I walk beside him through the corridor, the chain at my ankle making a soft sound against the floor with every step, and I look at the house properly for the first time.

It is old. The thick stone walls and high ceilings and windows have been here longer than anyone currently living in it, but the interior is modern, with clean lines and dark materials, and the kind of lighting that is cold. It is a strange combination and it shouldn't work as well as it does.

"This is the Don's residence, Don Luca, the man who brought you here," the man beside me says, without looking at me. "Luca Di Meglio is the Don of the Las Vegas Italian family. That means this city, everything that moves through it or operates within it, answers to him."

Luca, that's his name. Funny how I never thought to ask. And he wasn't a con man or kidnapper. He was Mafioso. My father was doing business deals with a mafia man. I should be terrified of his identity.

"You're his right-hand man?" I ask.

He glances at me sideways. "His brother," he replies. "Renzo Lotti."

I look at him. "I get the feeling you don't like me."

"How did you guess?" Renzo answers, in a tone so dry it could sand wood.

"I don't want anything from him," I say. "I don't care who he is or what any of this is.

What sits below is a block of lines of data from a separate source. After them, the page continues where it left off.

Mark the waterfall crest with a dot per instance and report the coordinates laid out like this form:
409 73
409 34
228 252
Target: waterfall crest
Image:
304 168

I just want to get through this and go home."

Renzo makes a short sound that isn't quite a laugh.

"What?" I ask.

"Nothing." He resumes walking.

"What?"

He stops and turns to look at me properly for the first time and his expression is caught between exasperation and reluctance.

"You stabbed him," he says. "He's walking around with stitches in his chest and a fresh bandage and he carried you back to his room himself. "He looks like he wants to say more but

he looks at me for one more second and then he looks away. "Never mind," he replies, and starts walking again.

I follow him.

"I won't hurt him," I say to his back. "Or anyone else. Whatever deal he has with my father, I won't interfere. He can use me however he needs to."

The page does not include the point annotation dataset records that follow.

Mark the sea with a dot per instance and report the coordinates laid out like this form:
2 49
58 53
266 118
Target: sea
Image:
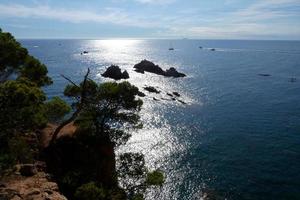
234 132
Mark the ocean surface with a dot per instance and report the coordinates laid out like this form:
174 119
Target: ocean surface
238 136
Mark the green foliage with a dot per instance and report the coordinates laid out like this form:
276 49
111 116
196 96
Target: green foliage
155 178
14 59
138 197
56 109
17 151
108 109
21 106
90 191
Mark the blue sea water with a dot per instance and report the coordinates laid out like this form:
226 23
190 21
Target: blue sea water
238 136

"I don't care what you and he have," Renzo replies, without turning. "As long as you know what you are in this house. A bargaining chip. Nothing more."

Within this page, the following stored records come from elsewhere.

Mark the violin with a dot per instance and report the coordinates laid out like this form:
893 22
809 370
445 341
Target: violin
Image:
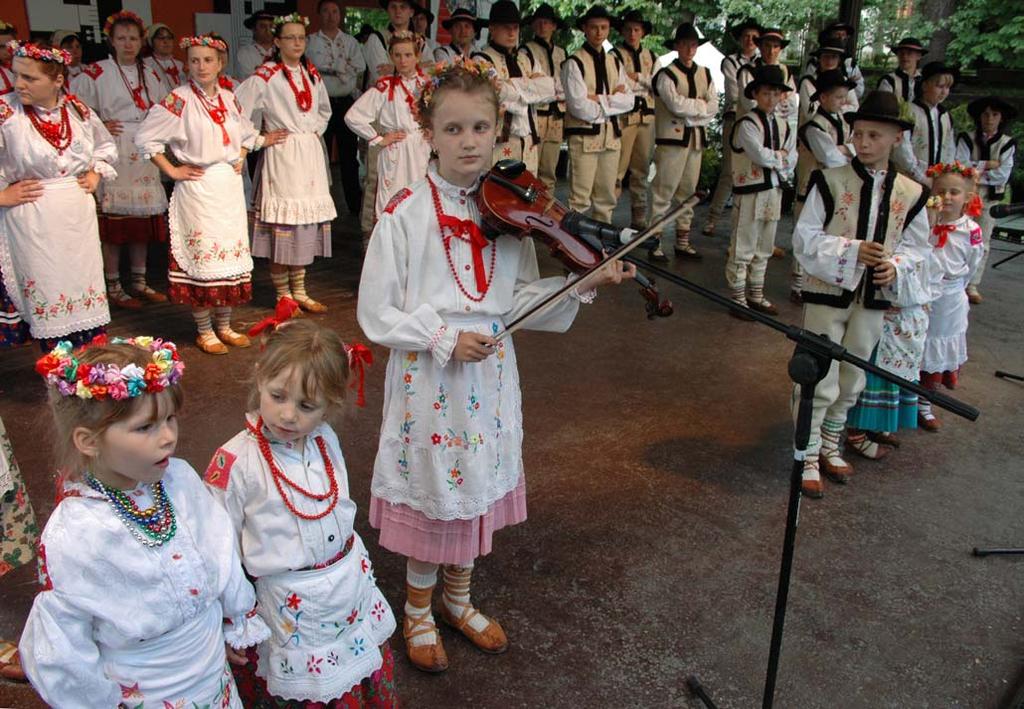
513 201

He signals to a maid at the end of the corridor and tells her to take me to the garden and then he turns and walks back the way we came without another word.

The garden is large and overgrown at the edges in a way that suggests someone planted it with intention a long time ago and the intention has since been redirected elsewhere.

There are roses along the far wall, still going despite the lack of attention, and a stone bench near the center where I sit and tip my face up toward the sky.

I suddenly remember my crystal. I had probably left it at the hotel in the chaos of being taken and in the weeks since I had barely thought of it, which is strange because for the two years before this, it had barely left my person.

I look up at the pale sky above the garden wall.

I think about asking Luca if he could help me get the crystal back. When he is in a reasonable mood, which is not a mood I have yet successfully identified or predicted, but presumably it exists. He would probably say no. He seems like a man who defaults to no as a matter of principle.

But it was worth asking. I lower my eyes to the roses along the wall and I think about what comes after this.

When Luca has done whatever he needs to do with my father and the deal is resolved and I am returned to wherever returned looks like.

My father will be furious. He will blame me for the exposure, for the inconvenience, for the disruption to the campaign.

Gerald will look at me and I will understand from it that my access to the correspondence is finished.

I will ask to go abroad. A program, maybe a placement, something with enough distance between myself and New York that the absence is geographically justifiable rather than just quietly sad.

He will agree because I will be out of his way and that is all he has ever wanted from me. I look up at the sky again and I say it quietly, to the garden and to no one, to the space where someone should be and isn't.

"I give up, Mom." My voice comes out steadier than I feel. "He's never going to like me."

The roses move slightly in a wind I can't feel from the bench. I sit there for a while longer and let the quiet be what it is.